J’espère qu’avec votre rage révolutionnaire et votre rancune envers les ennemis de l’Islam, vous obtiendrez la satisfaction du Dieu Tout-Puissant. Ceux qui prennent les décisions ne doivent pas hésiter, ni montrer le moindre doute, ni se soucier des détails. Ils doivent essayer d’être des plus impitoyables contre les infidèles. »

Cette brutalité contre les opposants n’a jamais cessé depuis 1988. Des milliers d’Iraniens qui ont défendu leurs droits ont été tués. Le 15 novembre marque l’anniversaire des grandes manifestations de la populations contre la dictature en Iran. Ce jour-là, les gens sont descendus dans les rues pour revendiquer leurs droits fondamentaux. Les forces du régime ont abattu plus de 1 500 manifestants et arrêté 12 000 personnes. Pendant des mois, le pouvoir judiciaire du régime, alors dirigé par Raïsi, a supervisé la torture systématique des manifestants détenus.

On pourrait conclure que selon la fatwa de Khomeiny, ceux qui représentent et défendent véritablement la nature criminelle du régime génocidaire devraient être promus à des postes élevés. La récente sélection de Raïssi comme président du régime en témoigne. Les meurtriers de masse comme Raïssi jouissent d’une impunité systématique, qui règne en maître en Iran.

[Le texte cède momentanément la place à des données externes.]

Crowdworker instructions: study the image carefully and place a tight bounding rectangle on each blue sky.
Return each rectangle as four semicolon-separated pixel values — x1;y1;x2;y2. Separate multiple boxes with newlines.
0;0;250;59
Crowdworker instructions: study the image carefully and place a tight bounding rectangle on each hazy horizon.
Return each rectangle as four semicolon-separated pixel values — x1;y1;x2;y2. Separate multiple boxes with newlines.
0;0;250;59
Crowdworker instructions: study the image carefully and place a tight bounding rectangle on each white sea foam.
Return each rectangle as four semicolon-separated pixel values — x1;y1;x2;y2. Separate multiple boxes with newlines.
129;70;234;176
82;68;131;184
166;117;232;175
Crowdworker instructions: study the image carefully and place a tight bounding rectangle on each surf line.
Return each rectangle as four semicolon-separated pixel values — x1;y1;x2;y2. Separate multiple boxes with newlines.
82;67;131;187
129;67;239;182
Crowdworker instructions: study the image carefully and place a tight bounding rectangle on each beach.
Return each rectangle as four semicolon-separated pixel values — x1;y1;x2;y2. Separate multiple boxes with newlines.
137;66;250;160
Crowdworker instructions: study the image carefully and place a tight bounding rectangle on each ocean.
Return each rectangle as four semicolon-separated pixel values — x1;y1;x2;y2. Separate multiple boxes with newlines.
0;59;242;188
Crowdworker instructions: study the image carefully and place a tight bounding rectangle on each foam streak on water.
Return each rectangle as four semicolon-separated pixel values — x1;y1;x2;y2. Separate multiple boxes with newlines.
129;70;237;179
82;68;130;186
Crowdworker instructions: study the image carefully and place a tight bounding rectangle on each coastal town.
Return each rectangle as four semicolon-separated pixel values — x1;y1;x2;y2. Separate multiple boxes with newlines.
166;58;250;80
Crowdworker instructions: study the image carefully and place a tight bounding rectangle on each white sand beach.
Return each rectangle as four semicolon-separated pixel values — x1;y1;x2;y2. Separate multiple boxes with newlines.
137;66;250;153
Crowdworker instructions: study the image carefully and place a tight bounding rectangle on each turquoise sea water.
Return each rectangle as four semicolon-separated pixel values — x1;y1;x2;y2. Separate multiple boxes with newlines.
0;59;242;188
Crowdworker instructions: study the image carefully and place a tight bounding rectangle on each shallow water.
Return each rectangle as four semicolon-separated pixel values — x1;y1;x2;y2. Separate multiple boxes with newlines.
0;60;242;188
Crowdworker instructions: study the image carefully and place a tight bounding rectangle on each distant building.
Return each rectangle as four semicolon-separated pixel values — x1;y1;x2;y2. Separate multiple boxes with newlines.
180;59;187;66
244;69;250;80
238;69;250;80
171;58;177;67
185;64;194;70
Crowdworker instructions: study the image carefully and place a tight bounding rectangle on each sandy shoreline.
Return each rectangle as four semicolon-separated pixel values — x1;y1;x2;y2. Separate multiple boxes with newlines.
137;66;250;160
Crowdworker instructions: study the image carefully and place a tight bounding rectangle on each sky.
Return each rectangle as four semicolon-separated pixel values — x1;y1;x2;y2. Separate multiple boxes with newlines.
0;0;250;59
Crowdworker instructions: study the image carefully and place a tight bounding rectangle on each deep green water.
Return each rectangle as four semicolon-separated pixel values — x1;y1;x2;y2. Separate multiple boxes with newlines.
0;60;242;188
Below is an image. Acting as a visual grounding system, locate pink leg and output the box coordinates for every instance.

Cette impunité découle en grande partie de l’échec de la communauté internationale à demander des comptes au régime en premier lieu. En 1988, la communauté mondiale a fait la sourde oreille aux appels répétés de l’opposition iranienne à enquêter sur le massacre de 1988.

Dans une lettre publiée en décembre 2020, sept experts de l’ONU ont critiqué cette inaction et souligné qu’elle « a eu un impact dévastateur sur les survivants et les familles ainsi que sur la situation générale des droits humains en Iran ». Ils ont également souligné que cette inaction « a encouragé l’Iran à continuer à dissimuler le sort des victimes et à maintenir une stratégie de déviation et de déni qui se poursuit à ce jour ».

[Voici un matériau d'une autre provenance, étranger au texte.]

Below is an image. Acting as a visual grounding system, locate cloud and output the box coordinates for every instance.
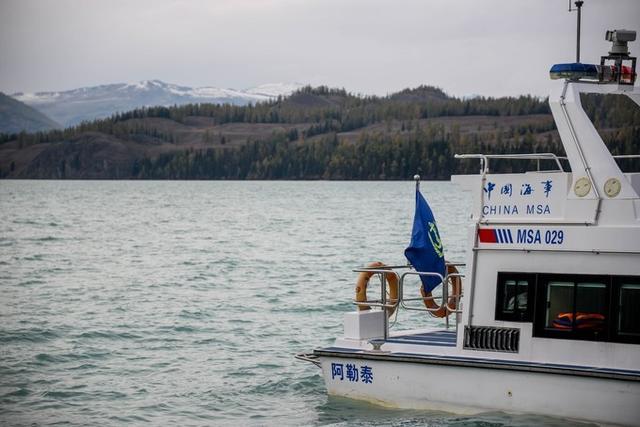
[0,0,640,95]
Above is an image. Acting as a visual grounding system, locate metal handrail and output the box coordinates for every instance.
[453,153,564,174]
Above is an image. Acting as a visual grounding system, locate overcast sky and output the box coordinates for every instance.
[0,0,640,96]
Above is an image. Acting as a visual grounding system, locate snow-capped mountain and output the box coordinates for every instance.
[12,80,304,126]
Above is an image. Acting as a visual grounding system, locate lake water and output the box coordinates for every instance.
[0,181,592,426]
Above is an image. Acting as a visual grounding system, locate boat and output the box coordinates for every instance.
[296,10,640,425]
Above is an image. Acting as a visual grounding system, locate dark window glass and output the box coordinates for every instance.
[575,282,608,333]
[496,273,535,322]
[545,282,574,331]
[616,283,640,337]
[534,274,610,341]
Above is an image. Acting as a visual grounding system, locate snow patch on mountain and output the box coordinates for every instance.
[12,80,304,126]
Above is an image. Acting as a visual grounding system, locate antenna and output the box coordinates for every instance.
[569,0,584,62]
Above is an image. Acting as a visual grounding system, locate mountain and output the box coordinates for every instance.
[13,80,303,127]
[0,92,60,133]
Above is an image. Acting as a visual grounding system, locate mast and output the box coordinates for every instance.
[569,0,584,62]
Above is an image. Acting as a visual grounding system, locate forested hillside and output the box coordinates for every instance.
[0,86,640,179]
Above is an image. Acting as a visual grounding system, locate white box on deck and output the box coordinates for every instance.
[344,310,385,340]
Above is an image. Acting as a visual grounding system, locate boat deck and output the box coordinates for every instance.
[386,331,456,347]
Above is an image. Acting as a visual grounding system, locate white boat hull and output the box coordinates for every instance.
[320,357,640,426]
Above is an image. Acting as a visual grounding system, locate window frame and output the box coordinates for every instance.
[495,271,640,344]
[610,276,640,344]
[495,271,537,323]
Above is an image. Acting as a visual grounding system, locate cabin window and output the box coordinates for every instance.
[496,272,640,344]
[496,273,535,322]
[614,278,640,342]
[534,275,609,340]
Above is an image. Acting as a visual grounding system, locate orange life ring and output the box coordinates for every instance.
[356,261,398,316]
[420,264,462,317]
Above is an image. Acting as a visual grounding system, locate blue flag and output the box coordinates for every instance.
[404,189,445,292]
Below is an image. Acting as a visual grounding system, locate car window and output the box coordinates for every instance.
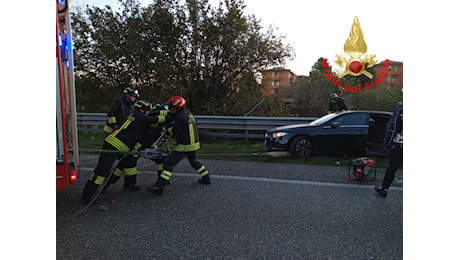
[332,113,367,125]
[310,113,337,125]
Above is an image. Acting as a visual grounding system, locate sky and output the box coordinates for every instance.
[71,0,404,75]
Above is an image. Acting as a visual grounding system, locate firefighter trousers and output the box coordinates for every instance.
[157,151,209,188]
[82,142,123,203]
[382,144,403,189]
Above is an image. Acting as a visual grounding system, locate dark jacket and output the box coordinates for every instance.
[384,103,403,149]
[104,94,133,134]
[172,108,200,152]
[328,97,348,113]
[105,110,165,152]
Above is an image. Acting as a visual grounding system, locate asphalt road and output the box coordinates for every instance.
[56,156,403,260]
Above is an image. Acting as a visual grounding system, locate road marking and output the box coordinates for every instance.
[80,167,403,191]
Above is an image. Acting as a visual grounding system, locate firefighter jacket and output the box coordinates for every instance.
[104,94,132,134]
[105,110,166,152]
[384,103,403,149]
[172,108,200,152]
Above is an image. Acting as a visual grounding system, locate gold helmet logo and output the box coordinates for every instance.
[335,17,376,79]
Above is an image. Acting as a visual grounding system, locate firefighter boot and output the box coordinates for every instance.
[375,186,388,198]
[157,170,171,185]
[123,174,141,191]
[81,180,99,204]
[147,177,168,196]
[198,174,211,185]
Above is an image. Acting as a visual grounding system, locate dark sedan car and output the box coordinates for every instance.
[265,111,391,157]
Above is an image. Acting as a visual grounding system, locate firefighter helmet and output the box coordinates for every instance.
[123,87,139,97]
[169,96,187,111]
[134,99,152,111]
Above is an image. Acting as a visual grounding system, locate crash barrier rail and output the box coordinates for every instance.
[77,113,317,139]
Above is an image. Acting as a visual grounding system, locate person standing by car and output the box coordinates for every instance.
[375,102,403,197]
[147,96,211,196]
[328,93,348,114]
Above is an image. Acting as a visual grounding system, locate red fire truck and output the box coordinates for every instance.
[56,0,79,191]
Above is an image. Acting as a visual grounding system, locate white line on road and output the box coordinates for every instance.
[80,167,403,191]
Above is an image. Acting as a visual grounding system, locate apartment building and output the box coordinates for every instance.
[262,67,297,97]
[374,60,404,88]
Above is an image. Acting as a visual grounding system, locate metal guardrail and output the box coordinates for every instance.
[77,113,317,139]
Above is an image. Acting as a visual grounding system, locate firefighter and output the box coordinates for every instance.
[328,93,348,114]
[375,102,403,198]
[81,100,166,204]
[147,96,211,196]
[103,104,169,193]
[104,87,140,192]
[104,87,139,135]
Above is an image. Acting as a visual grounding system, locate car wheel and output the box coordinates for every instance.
[289,136,313,157]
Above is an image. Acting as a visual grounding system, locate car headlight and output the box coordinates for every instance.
[272,132,287,138]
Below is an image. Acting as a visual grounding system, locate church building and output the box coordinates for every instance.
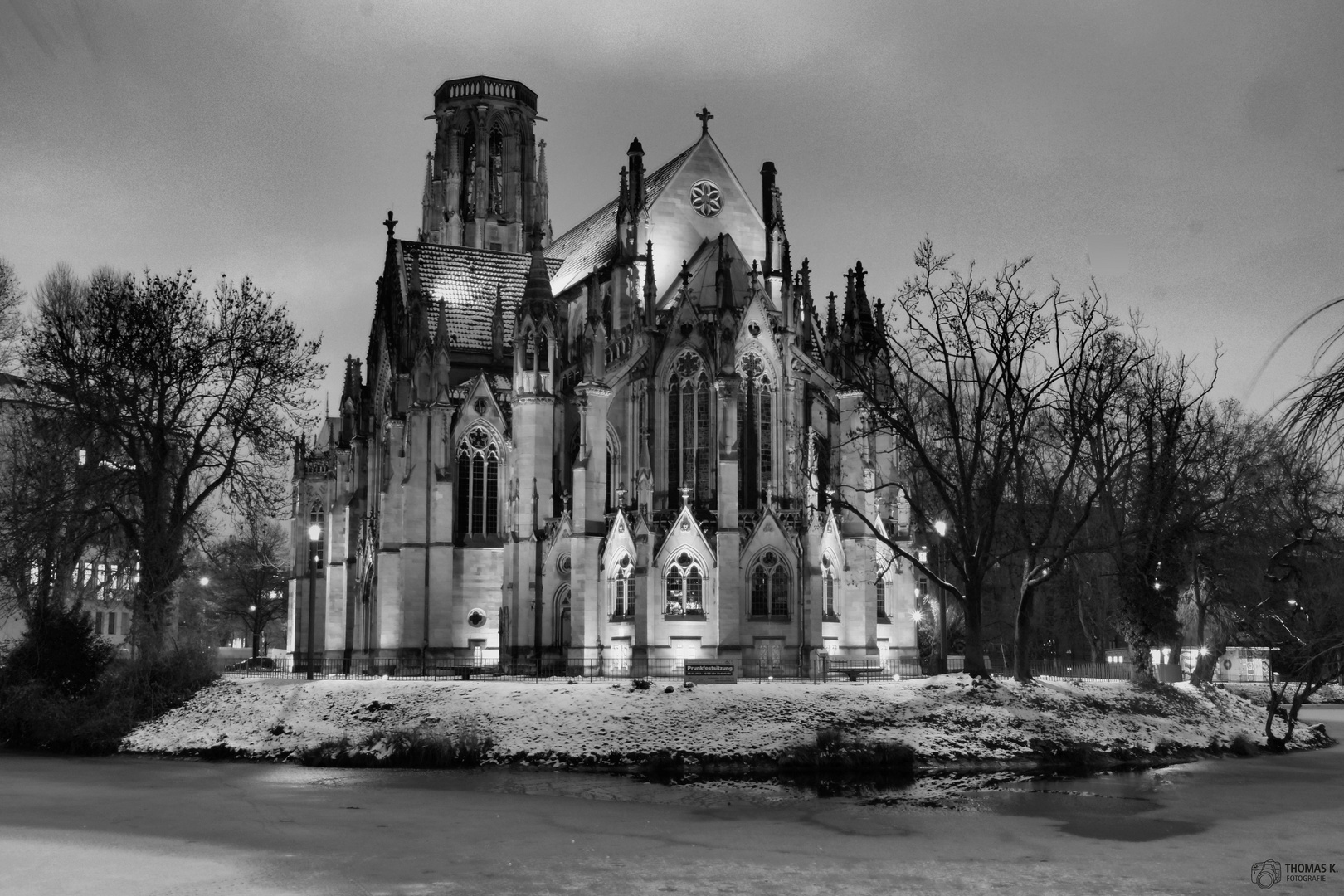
[289,76,921,674]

Aujourd’hui, le procès d’Hamid Noury peut être considéré comme une remise en cause de l’impunité du régime depuis longtemps, mais il n’est certainement pas suffisant à lui seul. La communauté internationale devrait tenir les responsables du régime tels que Raisi pour responsables de leurs crimes, que ce soit par une résolution du Conseil de sécurité de l’ONU ou par l’application unilatérale du principe de compétence universelle.

Téhéran doit savoir que ses violations des droits humains ne seront plus tolérées. Mais si ce message n’est pas fermement délivré, le régime ne fera que continuer à renforcer l’héritage du génocide de 1988.